By being okay with momentarily not being okay, you’ll be able to recover quickly, she shares.
Take radical care of yourself
Need some self-care ideas? You’re in the right place. “We can cope so much better with lifes stresses when we take care of ourselves,” Oona explains. This can include small things like getting enough sleep, drinking enough water, eating nutritious food and taking time to exercise.
“If you’re struggling with being away from your child right now and it all feels too much, a lovely warm bath will always help,” she shares.
Connect energetically with your child
This is very out there, but may bring you comfort on days when you’re feeling extra far away from your little one, Oona shares.

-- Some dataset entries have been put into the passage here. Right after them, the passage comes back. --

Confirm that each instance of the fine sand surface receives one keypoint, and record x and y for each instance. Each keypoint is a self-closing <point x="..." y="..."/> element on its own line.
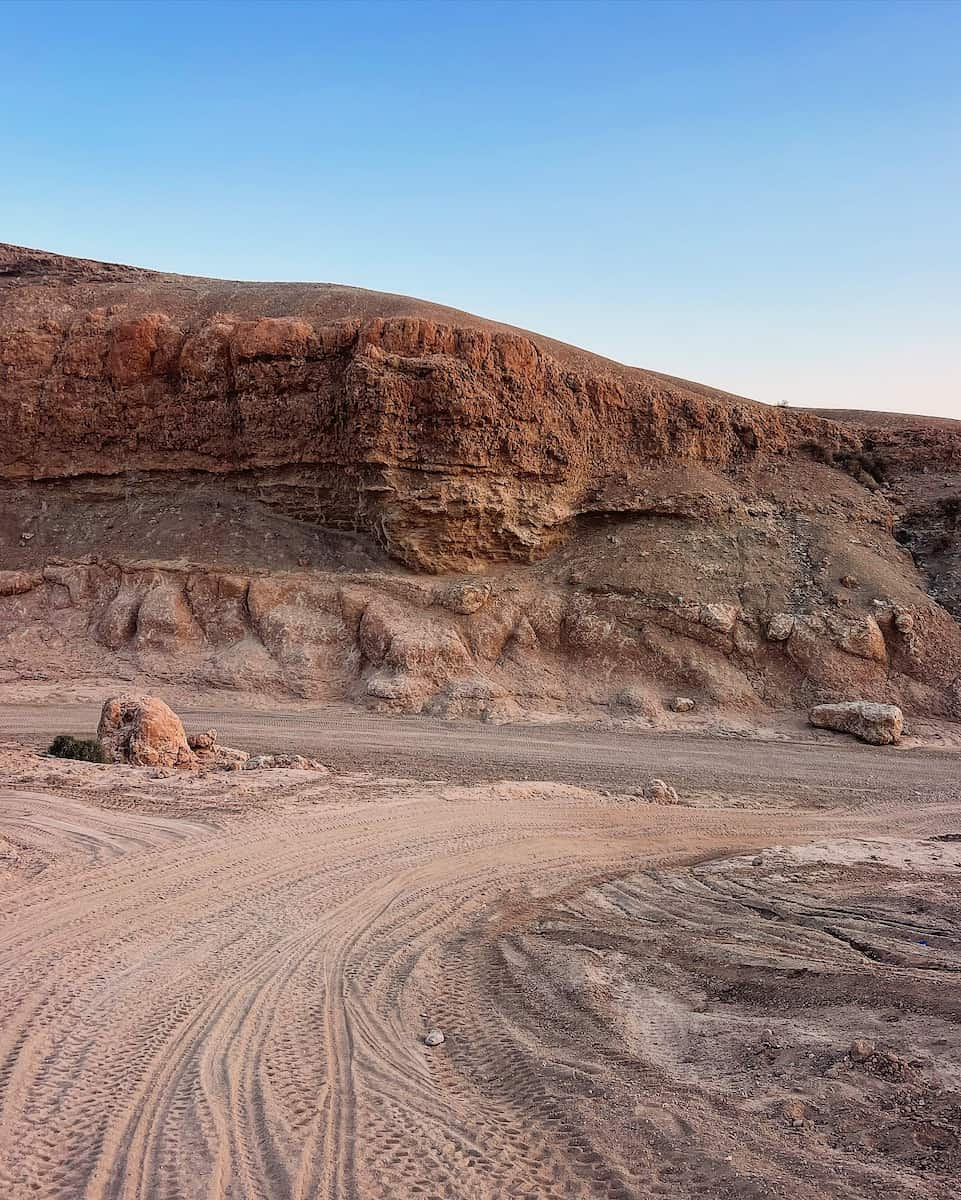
<point x="218" y="987"/>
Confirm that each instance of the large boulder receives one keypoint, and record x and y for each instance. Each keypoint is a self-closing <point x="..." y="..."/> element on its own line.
<point x="144" y="732"/>
<point x="878" y="724"/>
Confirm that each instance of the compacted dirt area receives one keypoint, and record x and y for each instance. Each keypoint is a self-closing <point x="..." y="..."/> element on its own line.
<point x="218" y="985"/>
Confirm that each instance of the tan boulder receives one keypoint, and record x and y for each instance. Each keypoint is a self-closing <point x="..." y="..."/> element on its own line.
<point x="878" y="724"/>
<point x="144" y="732"/>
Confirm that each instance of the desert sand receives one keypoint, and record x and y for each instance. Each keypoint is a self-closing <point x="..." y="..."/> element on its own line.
<point x="218" y="985"/>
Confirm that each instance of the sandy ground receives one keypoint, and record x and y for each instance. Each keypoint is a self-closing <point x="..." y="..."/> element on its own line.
<point x="218" y="987"/>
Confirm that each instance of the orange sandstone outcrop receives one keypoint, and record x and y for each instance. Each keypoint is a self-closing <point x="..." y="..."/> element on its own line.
<point x="338" y="493"/>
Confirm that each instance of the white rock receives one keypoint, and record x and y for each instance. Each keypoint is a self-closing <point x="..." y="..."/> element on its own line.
<point x="780" y="627"/>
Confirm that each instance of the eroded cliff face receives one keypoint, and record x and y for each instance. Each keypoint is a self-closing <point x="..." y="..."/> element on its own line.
<point x="454" y="447"/>
<point x="332" y="493"/>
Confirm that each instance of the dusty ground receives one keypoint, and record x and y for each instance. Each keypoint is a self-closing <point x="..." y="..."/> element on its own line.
<point x="217" y="988"/>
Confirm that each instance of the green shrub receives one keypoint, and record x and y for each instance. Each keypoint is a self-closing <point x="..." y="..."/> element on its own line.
<point x="86" y="749"/>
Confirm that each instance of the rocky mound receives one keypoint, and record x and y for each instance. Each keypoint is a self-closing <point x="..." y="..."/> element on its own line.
<point x="335" y="492"/>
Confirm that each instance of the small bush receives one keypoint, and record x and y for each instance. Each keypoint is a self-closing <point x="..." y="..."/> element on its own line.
<point x="86" y="749"/>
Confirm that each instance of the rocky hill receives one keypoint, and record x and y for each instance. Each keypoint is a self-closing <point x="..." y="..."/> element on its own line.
<point x="340" y="493"/>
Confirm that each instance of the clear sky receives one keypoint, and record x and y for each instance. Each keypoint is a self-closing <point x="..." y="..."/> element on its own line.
<point x="762" y="196"/>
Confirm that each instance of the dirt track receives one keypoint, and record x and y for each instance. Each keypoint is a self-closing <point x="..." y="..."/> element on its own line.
<point x="228" y="1006"/>
<point x="590" y="757"/>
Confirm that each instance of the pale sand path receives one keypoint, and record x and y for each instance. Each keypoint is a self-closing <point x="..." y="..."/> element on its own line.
<point x="233" y="1009"/>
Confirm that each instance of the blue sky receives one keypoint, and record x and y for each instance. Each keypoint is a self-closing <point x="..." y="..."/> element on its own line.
<point x="764" y="197"/>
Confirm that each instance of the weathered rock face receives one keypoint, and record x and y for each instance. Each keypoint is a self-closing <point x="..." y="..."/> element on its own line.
<point x="144" y="732"/>
<point x="878" y="724"/>
<point x="452" y="442"/>
<point x="334" y="493"/>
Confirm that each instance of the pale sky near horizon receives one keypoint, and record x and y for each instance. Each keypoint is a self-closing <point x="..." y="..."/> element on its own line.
<point x="763" y="197"/>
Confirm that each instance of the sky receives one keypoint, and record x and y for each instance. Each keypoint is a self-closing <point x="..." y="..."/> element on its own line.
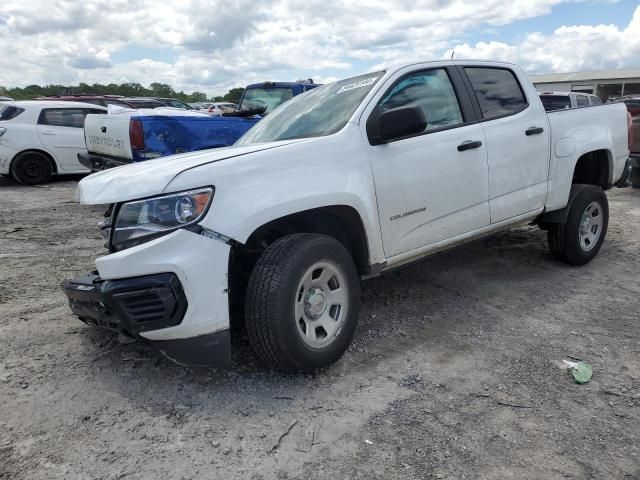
<point x="213" y="45"/>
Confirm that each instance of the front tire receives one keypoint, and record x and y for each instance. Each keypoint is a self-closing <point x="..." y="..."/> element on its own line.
<point x="578" y="240"/>
<point x="31" y="168"/>
<point x="302" y="302"/>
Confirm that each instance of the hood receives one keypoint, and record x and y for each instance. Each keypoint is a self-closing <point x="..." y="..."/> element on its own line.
<point x="151" y="177"/>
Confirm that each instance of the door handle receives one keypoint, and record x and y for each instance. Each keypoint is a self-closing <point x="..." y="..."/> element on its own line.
<point x="469" y="144"/>
<point x="533" y="131"/>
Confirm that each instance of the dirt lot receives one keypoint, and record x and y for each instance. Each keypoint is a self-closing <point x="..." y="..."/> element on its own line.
<point x="454" y="372"/>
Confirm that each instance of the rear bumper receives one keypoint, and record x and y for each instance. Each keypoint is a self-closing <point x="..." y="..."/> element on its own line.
<point x="624" y="179"/>
<point x="95" y="163"/>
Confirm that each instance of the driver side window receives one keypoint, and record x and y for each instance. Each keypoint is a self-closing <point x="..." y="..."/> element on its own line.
<point x="432" y="91"/>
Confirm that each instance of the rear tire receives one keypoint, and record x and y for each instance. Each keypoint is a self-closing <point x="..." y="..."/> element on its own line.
<point x="31" y="168"/>
<point x="302" y="302"/>
<point x="578" y="240"/>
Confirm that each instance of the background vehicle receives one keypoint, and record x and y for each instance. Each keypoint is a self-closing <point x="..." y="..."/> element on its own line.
<point x="39" y="139"/>
<point x="562" y="100"/>
<point x="167" y="102"/>
<point x="266" y="96"/>
<point x="632" y="102"/>
<point x="124" y="137"/>
<point x="347" y="181"/>
<point x="105" y="100"/>
<point x="220" y="108"/>
<point x="114" y="140"/>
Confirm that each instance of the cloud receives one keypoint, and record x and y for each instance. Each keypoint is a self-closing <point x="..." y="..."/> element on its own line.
<point x="567" y="49"/>
<point x="217" y="44"/>
<point x="89" y="63"/>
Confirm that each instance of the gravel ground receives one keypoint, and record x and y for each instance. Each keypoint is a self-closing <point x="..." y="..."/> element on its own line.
<point x="455" y="371"/>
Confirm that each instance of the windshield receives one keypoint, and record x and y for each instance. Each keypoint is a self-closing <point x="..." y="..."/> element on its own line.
<point x="318" y="112"/>
<point x="258" y="98"/>
<point x="555" y="102"/>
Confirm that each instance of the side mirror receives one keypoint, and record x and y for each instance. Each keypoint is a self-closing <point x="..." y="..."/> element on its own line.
<point x="399" y="122"/>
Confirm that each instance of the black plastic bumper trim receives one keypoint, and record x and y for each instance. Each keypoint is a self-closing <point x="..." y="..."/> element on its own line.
<point x="96" y="163"/>
<point x="130" y="305"/>
<point x="623" y="181"/>
<point x="212" y="350"/>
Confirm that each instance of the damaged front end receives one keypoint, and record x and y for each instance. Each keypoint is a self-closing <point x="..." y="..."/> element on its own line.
<point x="164" y="280"/>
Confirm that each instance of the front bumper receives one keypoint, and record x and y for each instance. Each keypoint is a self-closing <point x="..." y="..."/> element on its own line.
<point x="184" y="275"/>
<point x="96" y="163"/>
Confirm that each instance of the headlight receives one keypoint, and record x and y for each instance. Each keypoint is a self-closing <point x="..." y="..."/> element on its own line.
<point x="142" y="220"/>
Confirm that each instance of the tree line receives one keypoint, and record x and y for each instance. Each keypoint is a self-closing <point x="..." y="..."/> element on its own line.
<point x="130" y="89"/>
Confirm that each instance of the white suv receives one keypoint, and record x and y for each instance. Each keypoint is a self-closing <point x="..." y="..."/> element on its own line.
<point x="39" y="139"/>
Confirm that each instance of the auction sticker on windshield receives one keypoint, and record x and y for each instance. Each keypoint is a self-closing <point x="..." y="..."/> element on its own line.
<point x="359" y="84"/>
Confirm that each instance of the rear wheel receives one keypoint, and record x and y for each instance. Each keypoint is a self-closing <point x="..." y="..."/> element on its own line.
<point x="302" y="302"/>
<point x="578" y="240"/>
<point x="31" y="168"/>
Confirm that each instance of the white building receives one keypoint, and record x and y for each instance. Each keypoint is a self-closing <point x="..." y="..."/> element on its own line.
<point x="604" y="83"/>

“If you’re missing your child, try closing your eyes and picturing your little one in front of you. Then, send a beam of love from your heart to theirs. You can see it as a river of light, or a rope or a beam of love, it doesn’t matter. What matters is your intention to connect with your child and send your love to them.”
Allow your child to feel their emotions
While you likely envisaged joyous reunions – don’t we all – Oona points out that it’s totally normal if your children aren’t immediately happy to see you. “Your child may need to express some grumpy feelings about having been away from you, or they may struggle to make the transition to being with you, after spending time with their other parent,” she explains.
The best thing you can do? Make space for these feelings and express empathy for your child. “This will help your child to feel understood and connect with you,” the child expert adds.
Make things easy for yourself
Co-parenting during coronavirus is hard, so Oona encourages you to be as kind to yourself as possible.
“Cut yourself some slack,” she says. “When your children are around, make things as easy for yourself and them as you can. Perhaps you don’t need to follow home-schooling instructions to the letter, or if you allow a little more screen time than normal.” In short, do what works for you and your kid.
If things do go pear-shaped, repair
Remember, parents don’t always get things right, especially when they’re anxious or under stress. So, if you do end up shouting at your child or losing your temper, know that the best thing you can do is to apologise and let your child know that you’re sorry that you missed an opportunity to be kind.
“Research shows that repair makes all the difference to your child’s ability to form a healthy attachment, even when things aren’t perfect,” Oona explains.
Show an interest in their interests
Make time to chat with your child about their main interests, whatever they may be.
Have a child that doesn’t like talking that much? Try this instead: when they’re doing something they enjoy, say building Lego or watching their favourite TV show, sidle up to them and spend a moment commenting on their current building project or on the show. “Children are so grateful when we show an interest in their thing,” she explains.
Your presence is the best present
And finally, know that ultimately, your child will be looking forward to spending time with you, or so says the parenting expert. “When you’re with your child, you don’t have to plan anything amazing or give them any shiny gifts, to make them feel special. The greatest gift you can give your child is your attention,” she explains.
Which means? Creating time to be with your child – whether that’s playing games, chatting, cooking or just hanging out together. “That’s what children love. Do the ordinary things with loving attention and in doing so, you’ll create magic for your child,” she concludes.
Co-parenting during coronavirus won’t be easy, but it will be worth it, in the end. If you are struggling mentally, do reach out to your local GP. They are always there to offer professional help.